SPLM youth learn more about the revitalized peace agreement and UNMISS mandate

Beatrice Mategwa

An interactive quiz session to test a group of youth on their knowledge about the working of the United Nations is in progress.

Moses Ujua is spot on about the work of the United Nations Mission in South Sudan (UNMISS).

 

“Protection of civilians, creating conditions for humanitarian assistance, supporting the peace agreement, and monitoring and investigating human rights,” he says.

 

Fellow youth cheer him on and he is awarded a much-coveted hard copy of the revitalized peace agreement.

 

Joyce Abaha also nails her response, about the date the International Women’s Day is celebrated.

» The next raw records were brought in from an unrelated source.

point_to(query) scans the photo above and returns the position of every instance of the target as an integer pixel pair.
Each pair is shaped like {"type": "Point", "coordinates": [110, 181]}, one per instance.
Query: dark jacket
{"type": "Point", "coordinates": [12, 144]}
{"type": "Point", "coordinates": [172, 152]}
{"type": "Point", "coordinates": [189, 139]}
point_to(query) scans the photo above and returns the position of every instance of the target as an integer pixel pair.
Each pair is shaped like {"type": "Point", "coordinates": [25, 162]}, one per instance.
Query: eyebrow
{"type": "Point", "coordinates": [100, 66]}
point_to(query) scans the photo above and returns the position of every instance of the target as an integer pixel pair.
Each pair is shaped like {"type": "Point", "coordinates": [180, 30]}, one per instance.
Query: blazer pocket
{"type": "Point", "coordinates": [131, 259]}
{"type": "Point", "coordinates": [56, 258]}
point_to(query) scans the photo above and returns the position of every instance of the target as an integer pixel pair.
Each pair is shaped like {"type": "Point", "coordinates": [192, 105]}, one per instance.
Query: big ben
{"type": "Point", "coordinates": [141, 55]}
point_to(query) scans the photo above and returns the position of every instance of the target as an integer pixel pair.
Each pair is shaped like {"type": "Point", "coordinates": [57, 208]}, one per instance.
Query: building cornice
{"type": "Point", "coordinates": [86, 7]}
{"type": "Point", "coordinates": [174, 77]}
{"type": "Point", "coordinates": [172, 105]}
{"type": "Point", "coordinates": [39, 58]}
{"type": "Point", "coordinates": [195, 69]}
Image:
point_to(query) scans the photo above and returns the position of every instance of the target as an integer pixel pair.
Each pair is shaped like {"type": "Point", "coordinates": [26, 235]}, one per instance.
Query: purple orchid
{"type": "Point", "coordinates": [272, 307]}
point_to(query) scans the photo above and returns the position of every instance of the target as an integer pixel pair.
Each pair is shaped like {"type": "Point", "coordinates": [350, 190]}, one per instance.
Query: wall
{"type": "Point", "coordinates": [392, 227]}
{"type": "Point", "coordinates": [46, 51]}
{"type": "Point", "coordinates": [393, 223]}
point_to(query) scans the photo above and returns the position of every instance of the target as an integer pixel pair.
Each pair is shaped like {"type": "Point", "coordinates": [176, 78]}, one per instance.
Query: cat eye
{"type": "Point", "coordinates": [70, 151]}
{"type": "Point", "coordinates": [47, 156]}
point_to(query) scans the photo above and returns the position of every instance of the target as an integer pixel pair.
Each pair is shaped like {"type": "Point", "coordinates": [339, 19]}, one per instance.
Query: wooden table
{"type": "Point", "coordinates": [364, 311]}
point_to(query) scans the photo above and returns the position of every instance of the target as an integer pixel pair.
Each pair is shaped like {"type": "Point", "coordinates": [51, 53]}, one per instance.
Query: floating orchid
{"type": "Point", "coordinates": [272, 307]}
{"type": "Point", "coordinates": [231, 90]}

“Eighth of March,” she says confidently as she smiles broadly, jabbing the air in delight as other youth applaud her answer.

 

She is also awarded a copy of the agreement, which she says she will read from cover to cover, and understand it.

 

Moses and Joyce and the others, at this workshop are not your ordinary youth. All the 50 participants have been drawn from South Sudan’s main political party, the Sudan People’s Liberation Movement Youth League, and represent youth from across the country.

 

As part of a two-day workshop being held in South Sudan’s capital, Juba, the sessions are aimed at sensitizing the youth about the mandate and work of UNMISS; rules and regulations surrounding the Status of Forces Agreement, signed by both the peacekeeping Mission and the government to establish the mission, and various key areas around the revitalized peace agreement, signed in September 2018.

 

“You are the future. Young people of South Sudan are peace ambassadors today and future leaders tomorrow,” says the UNMISS Communications and Public Information Office head, Francesca Mold.

 

“We, as the youth of the SPLM, we are standing for peace for sure,” says Abaha who also doubles up as the Youth League Secretary of External Relations.

 

“This workshop will help us more to understand what’s going on in the agreement, and then about the role of the youth. It will help us understand the mandate of UNMISS in South Sudan, because many of the youth outside do not know the mandate of UNMISS in South Sudan,” says Joyce. “I am so hopeful that when we go out of this workshop we will work together,” she adds.

 

According to Abaha, youth in the country have oftentimes protested the presence of the United Nations Mission in the country, but their new-found knowledge will help bridge the gaps.

 

Those in attendance also listened as officials from UNMISS underscored various regulations that the mission abides by, under a Status of Forces Agreement.

 

A separate simplified session presented by the Joint Monitoring Evaluation Commission (JMEC), on the revitalized peace agreement heard that the peace agreement was progressing positively despite some challenges, where non-signatories to the agreement were being involved in skirmishes.

 

“The youth of South Sudan represent the hopes and the dreams of this country, and it becomes vitally important that the peace agreement be implemented, not only in letter, but in spirit,” said JMEC’s Thomson Fontaine. “My hope is that out of this, the youth will understand that there is good progress being made and that they can then go back to various constituencies and spread the word that the peace agreement is on the right track and it needs to be supported and sustained.”

 

In his opening remarks, an older official from the Sudan People’s Liberation Movement challenged the youth to develop their country and ensure that a revitalized peace agreement signed more than four months ago is upheld.

 

“You are the ones who fought the war. You should be the ones also to develop this country and devise ways and means for this peace to be sustainable,” said Kuol Atem. “There is no [other] way, because it is you who fought the war, and it should be you [who] also [should] tell us: no for war, yes for development,” he said.